Following Boston’s most violent year in a decade and calls for increased police presence on the city’s streets, the Boston City Council’s Committee on Public Safety held a public hearing Tuesday to discuss the possibility of future enrollment for 14 Boston Police Department recruits who were cut from the police academy after they had been formally accepted in March.
Edward Callahan, assistant chief of the Bureau of Administration and Technology for the BPD, said the BPD had to cut 14 recruits from the original 84 students at the academy because the state only provided enough funding for 70. Since the original cuts, seven recruits have been accepted back into the academy after other accepted candidates withdrew their applications.

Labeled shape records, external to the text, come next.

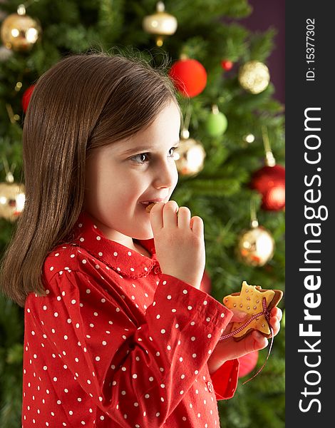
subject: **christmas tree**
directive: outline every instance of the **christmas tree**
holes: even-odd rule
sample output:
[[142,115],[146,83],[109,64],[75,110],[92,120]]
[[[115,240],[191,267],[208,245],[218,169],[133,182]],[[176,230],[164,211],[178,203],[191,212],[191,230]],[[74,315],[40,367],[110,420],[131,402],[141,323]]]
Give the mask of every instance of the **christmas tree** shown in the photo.
[[[241,25],[252,13],[248,2],[166,1],[168,16],[153,0],[31,0],[25,15],[19,0],[0,3],[0,251],[22,205],[13,195],[24,183],[22,125],[34,82],[68,54],[117,49],[153,66],[168,57],[167,73],[176,86],[182,81],[184,149],[172,199],[204,220],[208,292],[222,301],[244,280],[284,290],[283,106],[266,67],[274,31]],[[0,296],[0,426],[6,428],[21,426],[23,320],[24,310]],[[259,352],[254,370],[267,352]],[[242,385],[253,373],[241,377],[232,399],[219,402],[222,428],[284,426],[284,322],[265,368]]]

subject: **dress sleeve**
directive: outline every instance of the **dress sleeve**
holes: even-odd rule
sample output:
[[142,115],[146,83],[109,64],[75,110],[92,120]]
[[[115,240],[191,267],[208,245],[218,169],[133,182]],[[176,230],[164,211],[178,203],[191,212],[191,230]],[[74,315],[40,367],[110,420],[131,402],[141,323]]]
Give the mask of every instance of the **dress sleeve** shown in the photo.
[[43,333],[83,389],[125,427],[164,423],[232,315],[207,293],[164,274],[140,322],[116,286],[81,271],[56,273],[48,286],[48,295],[34,302]]
[[237,387],[239,362],[237,358],[226,361],[210,377],[217,400],[232,398]]

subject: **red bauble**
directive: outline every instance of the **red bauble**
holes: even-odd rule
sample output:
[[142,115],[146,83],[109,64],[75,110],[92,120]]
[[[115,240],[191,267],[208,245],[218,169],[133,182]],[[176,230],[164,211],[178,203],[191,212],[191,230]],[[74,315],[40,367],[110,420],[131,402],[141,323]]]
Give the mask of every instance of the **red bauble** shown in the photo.
[[206,70],[196,59],[177,61],[171,67],[169,76],[177,89],[185,96],[195,96],[206,87]]
[[229,61],[228,59],[222,59],[222,61],[221,61],[221,65],[224,70],[225,70],[226,71],[229,71],[232,68],[232,66],[234,65],[234,63],[232,63],[232,61]]
[[284,208],[285,168],[283,166],[263,166],[254,173],[250,186],[262,195],[264,210],[279,211]]
[[212,290],[212,281],[206,270],[204,270],[204,275],[201,280],[200,290],[201,291],[205,291],[207,294],[210,294]]
[[238,360],[239,362],[239,377],[247,376],[254,369],[257,364],[258,351],[254,351],[247,354],[247,355],[239,357]]
[[24,109],[24,113],[26,113],[28,105],[29,104],[30,97],[33,93],[34,88],[35,88],[35,85],[31,85],[29,86],[28,89],[26,89],[24,92],[24,95],[22,96],[22,108]]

“We had 400 recruits at the start,” Callahan said. “Eighty-four made it through the screening process and passed everything required of them. There are occasions when we have too many candidates that pass the process. A much higher rate of candidates passed than we thought would.”
Although seven of the 14 recruits were accepted back into the academy, seven more are still trying to secure positions. Some of the hopeful recruits attended the meeting to appeal to the BPD.
“We were all concerned when 14 recruits were told that there were not enough resources to move forward,” said City Councilor Chuck Turner (Dorchester, Roxbury), who called the meeting.
As one of the seven recruits without a position in the academy, John Shaughnessy, a graduate of Northeastern University with a degree in criminal justice, told the committee he was stunned when he first learned he could not enter the academy.
“We were congratulated and got letters saying we were to attend orientation for the academy,” Shaughnessy said. “Then we were told there wasn’t enough money. We were crushed.”
Fellow recruit Matthew Spulnik expressed a similar dissatisfaction with the recruitment process.
“I was told that I was going to be offered a position in the class,” Spulnik said. “It was very embarrassing walking into my old job and saying that I needed my job back because the city didn’t have enough money.”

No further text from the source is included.